Given the system of inequalities AAMat%*%ZVec <= BBVec
describing a convex polytope/contour with an interior point
IPVec in the Euclidean space of dimension two to six, this
function identifies all nonredundant constraints and computes
some characteristics of the resulting convex polytope such as
its vertices, facets, volume and surface area.
Usage
evalContour(AAMat, BBVec = NULL, IPVec = NULL)
Arguments
AAMat
the constraints matrix from the system
of inequalities defining the convex polytope.
It should be a numeric matrix with two to six
columns.
BBVec
the right-hand side from the system of
inequalities defining the convex polytope.
It should be a numeric column vector
of the same length as the first column
of AAMat.
IPVec
an interior point of the investigated convex
polytope. This argument can be omitted or set
equal to a numeric column vector of the same
length as the first row of AAMat.
If IPVec is NULL or if given
IPVec does not lie well
inside the convex contour, then a
well-positioned interior point is searched for
internally, which may slow down the computation
and make it less reliable.
Details
This function is included to be used for evaluating
(regression) quantile contours or their cuts.

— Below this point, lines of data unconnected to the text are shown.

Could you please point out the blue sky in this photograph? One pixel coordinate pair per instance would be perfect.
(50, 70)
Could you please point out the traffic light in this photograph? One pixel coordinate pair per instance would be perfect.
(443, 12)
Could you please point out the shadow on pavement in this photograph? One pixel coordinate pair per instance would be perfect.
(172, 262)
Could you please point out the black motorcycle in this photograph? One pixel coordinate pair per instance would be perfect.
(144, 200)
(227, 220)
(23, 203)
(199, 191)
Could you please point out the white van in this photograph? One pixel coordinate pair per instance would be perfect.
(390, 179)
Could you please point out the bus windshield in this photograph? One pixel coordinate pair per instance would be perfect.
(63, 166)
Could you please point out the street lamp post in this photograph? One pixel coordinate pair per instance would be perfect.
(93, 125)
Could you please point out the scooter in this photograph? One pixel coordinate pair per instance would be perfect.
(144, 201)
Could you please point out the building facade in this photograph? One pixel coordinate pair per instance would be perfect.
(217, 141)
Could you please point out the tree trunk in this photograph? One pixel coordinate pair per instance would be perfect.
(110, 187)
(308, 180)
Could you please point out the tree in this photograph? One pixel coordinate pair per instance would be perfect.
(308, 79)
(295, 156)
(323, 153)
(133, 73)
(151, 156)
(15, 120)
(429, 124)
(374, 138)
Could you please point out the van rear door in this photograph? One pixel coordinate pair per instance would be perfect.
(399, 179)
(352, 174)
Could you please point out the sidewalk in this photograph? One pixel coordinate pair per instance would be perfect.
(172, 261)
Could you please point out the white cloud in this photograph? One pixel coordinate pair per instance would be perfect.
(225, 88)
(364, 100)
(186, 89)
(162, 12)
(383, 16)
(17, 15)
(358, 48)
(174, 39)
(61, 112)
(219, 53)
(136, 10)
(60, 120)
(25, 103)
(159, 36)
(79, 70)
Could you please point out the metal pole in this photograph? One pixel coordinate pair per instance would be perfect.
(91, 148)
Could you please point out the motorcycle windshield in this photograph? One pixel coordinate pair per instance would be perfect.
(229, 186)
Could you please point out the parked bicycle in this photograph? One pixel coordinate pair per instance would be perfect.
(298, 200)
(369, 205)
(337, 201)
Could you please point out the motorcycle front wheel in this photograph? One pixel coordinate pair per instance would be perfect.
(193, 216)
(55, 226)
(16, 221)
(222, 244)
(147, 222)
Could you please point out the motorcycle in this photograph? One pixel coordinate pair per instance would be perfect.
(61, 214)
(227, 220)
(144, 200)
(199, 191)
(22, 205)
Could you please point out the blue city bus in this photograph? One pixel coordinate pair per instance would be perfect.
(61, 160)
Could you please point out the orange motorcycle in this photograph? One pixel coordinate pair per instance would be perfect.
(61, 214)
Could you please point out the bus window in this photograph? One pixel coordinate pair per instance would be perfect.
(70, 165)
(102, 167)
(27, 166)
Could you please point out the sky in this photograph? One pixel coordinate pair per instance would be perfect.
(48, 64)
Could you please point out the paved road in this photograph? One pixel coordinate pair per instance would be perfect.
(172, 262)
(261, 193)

In fact, the function analyzes not the polytope
itself, but its regularized intersection with
the zero-centered hypercube of the edge length
2 000 that is employed as an artificial bounding
box to avoid the problems with unbounded contours.
The regularization consists of rounding the vertices
(i.e., all of their coordinates) of such
an intersection to the seventh decimal digit and of
considering only the polytope determined by all
the distinct rounded vertices for the final analysis.
Value
evalContour returns a list with the following components
describing the resulting convex polytope:
Status
0 - OK.
2 - the contour seems virtually empty.
3 - the search for a well-positioned interior
point IPVec failed.
4 - the number of input parameters is too low.
5 - AAMat is not a numeric matrix with two to six
columns.
6 - BBVec is not a numeric column vector of
the right length.
7 - IPVec is not a numeric column vector of
the right length.
TVVMat
the matrix with clearly distinct contour
vertices (in rows).
TKKMat
the matrix with clearly distinct elementary
facets (in rows).
Each row contains the indices of the rows
of TVVMat where the facet vertices are stored.
Each facet has the same number of vertices
equal to the number of columns of AAMat.
See also help(convhulln) for
the meaning of TKKMat.
NumF
the number of clearly distinct contour facets.
NumV
the number of clearly distinct contour vertices.
Vol
the volume of the contour (the area in 2D).
Area
the surface area of the contour (the
circumference in 2D and the surface in 3D).
Examples
##- a simple example using a tilted zero-centered square
AAMat <- rbind(c(-1,-1), c(1,-1), c(1,1), c(-1,1))
BBVec <- c(1, 1, 1, 1)
IPVec <- c(0, 0)
CST <- evalContour(AAMat, BBVec, IPVec)
print(CST)
##- computing and evaluating the 0.15-quantile contour of 199
##random points uniformly distributed in the unit square
##centered at zero
Tau <- 0.15
YMat <- matrix(runif(2*199, -0.5, 0.5), 199, 2)
C <- compContourM1u(Tau, YMat)
CST <- evalContour(-C$CharST$HypMat[,1:2], -C$CharST$HypMat[,3])
print(CST)
##See also the examples ExampleA to ExampleE for some
##more elaborate ways of computing, evaluating and
##plotting the (regression) quantile contours.